На ногах держалась примерно половина бойцов. Остальные перекатывались в грязи, сражаясь друг с другом за возможность встать, за каждый вздох. Стоявшие оскальзывались, спотыкались и, похоже, вкладывали равное количество усилий и в бой, и в то, чтобы не упасть. Мечи и топоры тускло поблескивали в сером свете, и Торгрим видел кровь на лицах и руках, красную, размытую ливнем.
Секунд десять, не более того, он рассматривал эту сцену. Этого оказалось достаточно, чтобы понять: как минимум половина бойцов была приверженцами Кьяртена Длинного Зуба, и сам Кьяртен рубился в гуще боя. Остальные являлись сторонниками человека по имени Гудрун, одного из воинов Скиди, хотя самого Скиди нигде не было видно. Отсыпался после возлияний прошлой ночи, не иначе. С чего все это могло начаться, Торгрим не представлял себе.
— Давайте за мной! — крикнул Торгрим своим людям. — Разнимите их, не убивая и не раня, если сможете!
Он шагнул вперед со щитом на руке, вскинув Железный Зуб над головой. Помчавшись вниз по склону, он издал боевой клич, прерывистый волчий вой, надеясь привлечь внимание сражавшихся.

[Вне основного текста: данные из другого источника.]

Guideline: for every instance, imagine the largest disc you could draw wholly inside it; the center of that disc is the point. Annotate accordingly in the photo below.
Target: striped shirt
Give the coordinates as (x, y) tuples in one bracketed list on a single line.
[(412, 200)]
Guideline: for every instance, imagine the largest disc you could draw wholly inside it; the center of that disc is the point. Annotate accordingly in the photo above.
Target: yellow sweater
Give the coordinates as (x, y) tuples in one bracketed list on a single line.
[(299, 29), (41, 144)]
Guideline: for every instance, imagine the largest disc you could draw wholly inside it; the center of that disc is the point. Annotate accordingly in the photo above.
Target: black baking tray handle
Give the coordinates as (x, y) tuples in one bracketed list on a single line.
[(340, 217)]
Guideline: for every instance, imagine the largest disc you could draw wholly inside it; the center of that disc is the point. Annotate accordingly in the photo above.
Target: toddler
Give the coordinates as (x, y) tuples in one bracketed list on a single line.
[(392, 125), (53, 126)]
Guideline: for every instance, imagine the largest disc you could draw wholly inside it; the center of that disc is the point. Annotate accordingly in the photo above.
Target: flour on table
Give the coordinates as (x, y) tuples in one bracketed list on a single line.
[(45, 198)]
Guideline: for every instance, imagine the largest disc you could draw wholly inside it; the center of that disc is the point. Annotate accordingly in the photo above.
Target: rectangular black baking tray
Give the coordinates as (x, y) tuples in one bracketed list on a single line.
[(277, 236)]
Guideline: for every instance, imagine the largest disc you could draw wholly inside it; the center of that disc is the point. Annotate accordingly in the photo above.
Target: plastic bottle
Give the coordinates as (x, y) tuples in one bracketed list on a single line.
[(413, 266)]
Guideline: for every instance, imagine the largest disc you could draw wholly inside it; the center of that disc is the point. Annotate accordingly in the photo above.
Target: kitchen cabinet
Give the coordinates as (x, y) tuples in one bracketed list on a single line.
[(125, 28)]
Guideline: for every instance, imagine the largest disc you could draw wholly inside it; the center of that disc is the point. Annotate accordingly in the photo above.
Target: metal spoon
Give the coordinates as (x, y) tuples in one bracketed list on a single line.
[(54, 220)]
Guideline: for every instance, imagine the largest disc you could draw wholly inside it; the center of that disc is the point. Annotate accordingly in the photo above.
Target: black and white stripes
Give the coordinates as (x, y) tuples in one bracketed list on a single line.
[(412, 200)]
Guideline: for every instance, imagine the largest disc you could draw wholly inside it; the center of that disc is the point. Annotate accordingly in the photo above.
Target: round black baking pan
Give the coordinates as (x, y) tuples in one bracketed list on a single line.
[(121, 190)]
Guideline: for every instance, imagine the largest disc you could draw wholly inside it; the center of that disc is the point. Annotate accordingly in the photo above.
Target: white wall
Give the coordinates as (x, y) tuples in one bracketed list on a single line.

Торгрим врезался в гущу битвы, нацелившись на ближайшую группу бойцов. Влетел в нее, размахивая щитом. Насколько видел Торгрим, ни у кого в этой схватке щитов не было, а значит, изначально они пришли сюда не ради драки, что давало ему и его гарнизону огромное преимущество. Воин слева рубанул его мечом, но Торгрим поймал его на щит, и сталь клинка зазвенела, столкнувшись с железным умбоном. Сила столкновения заставила воина потерять равновесие, и Торгрим резко развернул щит в другую сторону, двинув его краем нападавшего справа и отбросив того в грязь.
— Опусти меч! Хватит дурить! — крикнул ему Торгрим.
Упавший воин, промокший и выдохшийся, бездумно кивнул, а Торгрим ринулся дальше. Из скопления сражавшихся словно по волшебству вылетел боевой топор, и Торгрим едва успел вовремя вскинуть щит, чтобы отразить его. Он почувствовал, как лезвие впивается в дерево, и резко махнул щитом. Движение вырвало топор из руки его владельца, и Торгрим сильно ударил по ней мечом плашмя, но во время рывка почувствовал, что ноги под ним разъезжаются.
Он выругался, готовясь больно стукнуться о землю, но ему показалось, что он упал в груду мехов. Торгрим чувствовал, как грязь засасывает его, но смотрел при этом вверх и заметил летящий на него меч. Вскинув щит навстречу, он смог сесть и подсечь мечом ноги нападавшего. Он снова бил плоской стороной клинка, и этого оказалось достаточно, чтобы противник упал, поскользнувшись.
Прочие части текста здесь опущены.